Counting the badge, I think I ended up with six circuit boards mounted in or on the guitar, and it turned out that most of them never did anything! You see, I spent so much time working on building the hardware that I ended up with only a couple hours to write code before the end of the competition. Making the time crunch even worse, I had reliability problems with both the badge's serial bootloader and the JTAG interface. Unfortunately I had to completely abandon the notion that the thing would make noise, and I instead turned my attention to the one function that I thought I could get working very quickly.

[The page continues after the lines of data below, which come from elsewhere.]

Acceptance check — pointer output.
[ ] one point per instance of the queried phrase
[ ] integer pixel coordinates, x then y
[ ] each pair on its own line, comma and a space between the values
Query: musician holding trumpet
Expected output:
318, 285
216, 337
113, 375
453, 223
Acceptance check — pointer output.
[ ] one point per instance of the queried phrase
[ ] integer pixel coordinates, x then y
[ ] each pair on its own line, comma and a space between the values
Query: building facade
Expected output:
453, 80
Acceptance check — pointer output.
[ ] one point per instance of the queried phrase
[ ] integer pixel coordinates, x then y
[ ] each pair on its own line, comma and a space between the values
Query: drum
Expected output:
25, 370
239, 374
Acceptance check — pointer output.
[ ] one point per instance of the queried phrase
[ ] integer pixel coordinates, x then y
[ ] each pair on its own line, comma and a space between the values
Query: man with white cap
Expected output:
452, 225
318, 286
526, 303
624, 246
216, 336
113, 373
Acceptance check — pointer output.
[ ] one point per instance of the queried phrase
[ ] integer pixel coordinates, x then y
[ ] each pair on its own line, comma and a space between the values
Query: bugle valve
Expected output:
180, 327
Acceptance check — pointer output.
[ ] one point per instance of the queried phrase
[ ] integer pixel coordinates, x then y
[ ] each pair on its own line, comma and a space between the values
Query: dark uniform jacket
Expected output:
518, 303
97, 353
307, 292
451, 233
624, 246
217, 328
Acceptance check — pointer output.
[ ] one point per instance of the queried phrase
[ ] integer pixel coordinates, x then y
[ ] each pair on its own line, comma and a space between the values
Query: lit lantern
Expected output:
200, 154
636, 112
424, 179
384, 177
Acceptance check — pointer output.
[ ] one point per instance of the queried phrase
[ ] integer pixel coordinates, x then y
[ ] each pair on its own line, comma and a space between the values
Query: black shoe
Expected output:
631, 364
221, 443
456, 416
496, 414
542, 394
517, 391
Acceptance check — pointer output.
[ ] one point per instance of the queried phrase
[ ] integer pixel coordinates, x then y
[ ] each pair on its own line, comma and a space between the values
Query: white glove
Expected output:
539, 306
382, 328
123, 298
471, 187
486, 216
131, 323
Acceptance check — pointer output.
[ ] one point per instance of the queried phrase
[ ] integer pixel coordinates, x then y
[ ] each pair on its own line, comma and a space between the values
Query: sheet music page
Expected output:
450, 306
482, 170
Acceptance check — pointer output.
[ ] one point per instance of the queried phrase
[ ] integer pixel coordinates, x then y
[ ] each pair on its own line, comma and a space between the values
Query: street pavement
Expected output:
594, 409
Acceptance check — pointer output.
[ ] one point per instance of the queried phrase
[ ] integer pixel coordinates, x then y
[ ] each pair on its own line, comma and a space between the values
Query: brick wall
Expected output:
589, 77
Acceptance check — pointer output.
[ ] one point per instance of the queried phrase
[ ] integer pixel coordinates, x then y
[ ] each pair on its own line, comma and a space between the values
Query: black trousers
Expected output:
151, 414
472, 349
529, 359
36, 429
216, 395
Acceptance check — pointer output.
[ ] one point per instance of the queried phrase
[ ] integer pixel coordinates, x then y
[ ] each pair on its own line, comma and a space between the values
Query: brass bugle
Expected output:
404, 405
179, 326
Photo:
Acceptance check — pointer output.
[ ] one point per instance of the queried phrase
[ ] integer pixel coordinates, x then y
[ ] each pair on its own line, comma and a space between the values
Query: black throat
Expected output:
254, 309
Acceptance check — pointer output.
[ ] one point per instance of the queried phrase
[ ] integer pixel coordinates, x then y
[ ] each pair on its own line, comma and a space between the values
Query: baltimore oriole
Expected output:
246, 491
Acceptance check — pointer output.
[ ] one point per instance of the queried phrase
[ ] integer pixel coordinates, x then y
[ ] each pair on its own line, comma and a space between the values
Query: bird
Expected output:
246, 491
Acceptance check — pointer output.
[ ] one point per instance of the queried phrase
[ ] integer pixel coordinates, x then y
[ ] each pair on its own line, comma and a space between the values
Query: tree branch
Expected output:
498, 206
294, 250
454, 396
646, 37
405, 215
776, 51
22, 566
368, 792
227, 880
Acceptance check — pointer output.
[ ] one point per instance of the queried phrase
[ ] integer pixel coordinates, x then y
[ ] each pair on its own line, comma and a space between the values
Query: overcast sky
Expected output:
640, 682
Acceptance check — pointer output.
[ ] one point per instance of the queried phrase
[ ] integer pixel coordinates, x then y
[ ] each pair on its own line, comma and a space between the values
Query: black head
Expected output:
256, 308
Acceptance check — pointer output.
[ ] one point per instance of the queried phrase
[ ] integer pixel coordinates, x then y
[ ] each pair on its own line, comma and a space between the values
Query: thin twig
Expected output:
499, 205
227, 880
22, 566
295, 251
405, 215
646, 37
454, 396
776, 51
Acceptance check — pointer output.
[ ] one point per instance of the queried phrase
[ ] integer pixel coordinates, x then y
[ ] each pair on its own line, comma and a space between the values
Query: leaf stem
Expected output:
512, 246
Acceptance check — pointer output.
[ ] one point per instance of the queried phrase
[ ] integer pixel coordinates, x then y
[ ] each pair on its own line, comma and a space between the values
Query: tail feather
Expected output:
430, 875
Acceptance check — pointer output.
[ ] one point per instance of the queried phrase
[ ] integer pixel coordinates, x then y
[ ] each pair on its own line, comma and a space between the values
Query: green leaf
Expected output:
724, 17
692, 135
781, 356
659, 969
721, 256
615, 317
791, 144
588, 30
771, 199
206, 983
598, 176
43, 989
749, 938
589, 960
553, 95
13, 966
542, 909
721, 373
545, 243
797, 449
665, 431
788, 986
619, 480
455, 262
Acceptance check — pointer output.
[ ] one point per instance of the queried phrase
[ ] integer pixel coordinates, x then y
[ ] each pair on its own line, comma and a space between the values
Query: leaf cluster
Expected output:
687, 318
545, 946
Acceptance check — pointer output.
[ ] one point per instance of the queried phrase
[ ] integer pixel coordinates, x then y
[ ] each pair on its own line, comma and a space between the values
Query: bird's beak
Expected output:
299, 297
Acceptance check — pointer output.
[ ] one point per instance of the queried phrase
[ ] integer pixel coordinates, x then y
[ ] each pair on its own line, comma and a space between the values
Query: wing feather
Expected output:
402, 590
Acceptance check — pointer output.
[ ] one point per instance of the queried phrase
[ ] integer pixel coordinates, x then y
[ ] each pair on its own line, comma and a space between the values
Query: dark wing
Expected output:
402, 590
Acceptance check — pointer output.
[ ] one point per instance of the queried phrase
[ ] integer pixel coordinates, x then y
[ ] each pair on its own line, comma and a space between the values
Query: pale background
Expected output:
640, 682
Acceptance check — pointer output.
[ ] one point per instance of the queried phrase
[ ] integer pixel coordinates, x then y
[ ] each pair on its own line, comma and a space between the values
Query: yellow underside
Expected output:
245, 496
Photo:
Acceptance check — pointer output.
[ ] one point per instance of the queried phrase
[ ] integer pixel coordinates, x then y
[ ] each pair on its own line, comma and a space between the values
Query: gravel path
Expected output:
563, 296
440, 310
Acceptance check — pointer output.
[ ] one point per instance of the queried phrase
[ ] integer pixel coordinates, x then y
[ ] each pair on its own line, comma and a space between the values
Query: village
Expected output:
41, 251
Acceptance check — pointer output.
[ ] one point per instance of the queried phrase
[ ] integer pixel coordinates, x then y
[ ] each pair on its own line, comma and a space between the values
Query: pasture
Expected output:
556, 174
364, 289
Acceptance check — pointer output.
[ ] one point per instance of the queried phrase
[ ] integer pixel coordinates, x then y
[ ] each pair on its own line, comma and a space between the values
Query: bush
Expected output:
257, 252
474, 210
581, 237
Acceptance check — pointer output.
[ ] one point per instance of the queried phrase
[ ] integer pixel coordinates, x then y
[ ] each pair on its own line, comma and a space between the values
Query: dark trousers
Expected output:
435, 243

I had mounted an RGB LED under each string in the fingerboard of the guitar, and I used those to implement a three-phase RGB stroboscopic tuner. You can see it in action at the end of my contest entry video. The LEDs are driven by a circuit with both high and low side shift registers to minimize the number of pins used on the badge's microcontroller. Each color of the LED flashes at a rate equal to the string's frequency (110 times per second if tuning a 110 Hz string). If the string is in tune, then its vibration brings it to about the same location each time that color flashes. This is much faster than the eye can see, so it just appears to be a stationary blob of color. If the string is a little bit out of tune, the blob moves around slowly, and if the string is further out of tune the blob moves faster. With three colors all firing at different times, you see three blobs that move around depending on the tuning of the string. The circuit doesn't involve any audio sensing whatsoever. I've seen single-phase and two-phase stroboscopic guitar tuners before. What's better than one or two? Three!

I've been so busy with other projects that I haven't even looked at the code since the day of the contest, but I still travel with the DCSR18. When I do, I am reminded that I should resume working on it before too much time goes by. There are a number of other interesting features that I hope to get working, and I'll blog about them as I do.